79 & 66 Rue Du Temple, 75003, Paris, France
Open: Tue-Sat 11am-7pm
Artist: Joanna Piotrowska
“I always focus on staging and gestures, working with the body, arranging certain situations between people, or between people and their surroundings. It is a performative activity, which is why I often say that my photographs are documentations of little performances.” –Joanna Piotrowska 2020
Marian Goodman Gallery in Paris presents a solo exhibition by Joanna Piotrowska in the space at 66 rue du Temple. The artist presents an original installation of black-and-white silver prints, collages and photograms. With a scenography specially designed for the exhibition, she conjures up a strange, dreamlike atmosphere that echoes her childhood memories and our collective unconscious, creating a kind of intimate setting where fragments of bodies and objects, and people of the past and present, interact.
Staged using a large curtain and a pink carpet that uniquely combine theatrical and domestic stylings, the exhibition includes works in a variety of framings, compositions and formats which weave subtle links with each other. The first work is emblematic of Joanna Piotrowska's practice of artificial situations and elusive images: a woman, in an obscured profile, leans over and caresses a partially faceless woman lying on the floor, holding her hand as she does so. The two figures, collaged against a background of wood veneer typical of the 1980s furnishings in Poland, where the artist grew up, form a timeless tableau.
In Piotrowska's world, objects also evoke a mysterious presence that resonates with the past, such as a photograph of a small crystal tray on the first wall, or a diptych of bronze horses hanging from a large velvet curtain in the center of the space. These ordinary items have been deliberately placed into uninhabited apartments the artist discoveredonline, as a personal touch, in the hope of arousing the intrigue of a potential buyer. Piotrowska's interest in objects in general, especially with those that are part of the domestic space, stems from the idea that they act as catalysts, and like bodies, can evoke both a personal and collective memory.
On the third wall of the exhibition, the prints convey a fragmentary, surreal presence, where the combined imagery functions like a dream or a memory, uniting all the elements to become one. Among the fragments is a close-up of the artist's mother's face, taken by her father in the 1980s before she was born. The cropped portrait, combined with a photogram of her own profile created with an enlarger implies an atypical intimacy between the two women, while also symbolizing the union of two gazes, that of father and daughter. This collage, in which past and present, and mother and daughter, seem to merge, echoes another print hung on the same wall, in which the mouths of a mother and a daughter are so close they seem to be touching, the unusual positioning being the result, once again, of staging by Piotrowska.

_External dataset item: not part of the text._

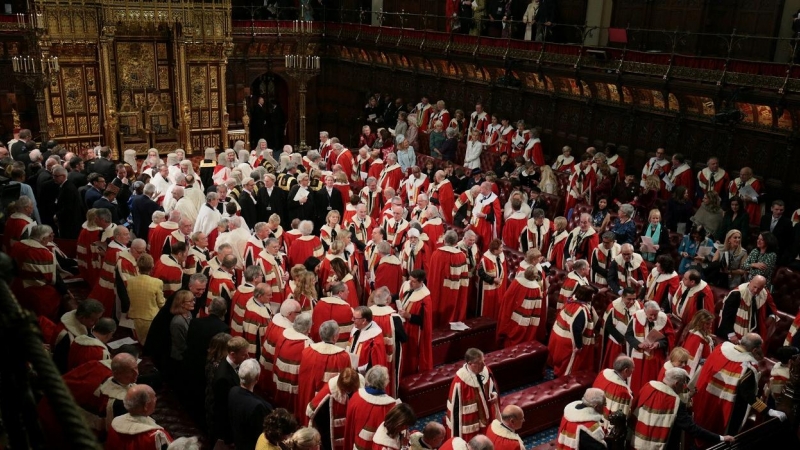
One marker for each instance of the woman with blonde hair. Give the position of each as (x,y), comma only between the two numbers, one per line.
(729,260)
(555,254)
(699,341)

Piotrowska, born in 1985 in Warsaw, Poland, lives and works in London. A graduate of the Royal College of Art in London, she is currently presenting her first solo exhibition at an institution in the United States, unseeing eyes, restless bodies at the Institute of Contemporary Art in Philadelphia until 1st December 2024. She was awarded the Lewis Baltz Research Fund Award in 2018 and recently received the Camera Austria Award for Contemporary Photography from the City of Graz, Austria (2023) and the Ellen Auerbach Fellowship for Photography from the Akademie der Künste, Berlin (2023).
Other recent exhibitions of Piotrowska's work include Entre Nous at LE BAL, Paris in 2023, Stable Vice at Kunsthalle Basel (2019) and All Our False Devices at Tate Britain (2019). She has participated in the 59th Venice Biennale (2022), the 16th Lyon Biennale d'art contemporain (2022) and the 10th Berlin Biennale d'art contemporain (2018). Her work has also been featured in numerous group shows such as at FRAC Île-de-France (2023), Tate Britain (2021) and MoMA New York (2018). Piotrowska's work can be found in the collections of MoMA New York, Centre Pompidou Paris, Tate London, Art Institute Chicago, Kolumba Museum Cologne, Brandhorst Museum Munich and the Arts Council Collection UK, among others.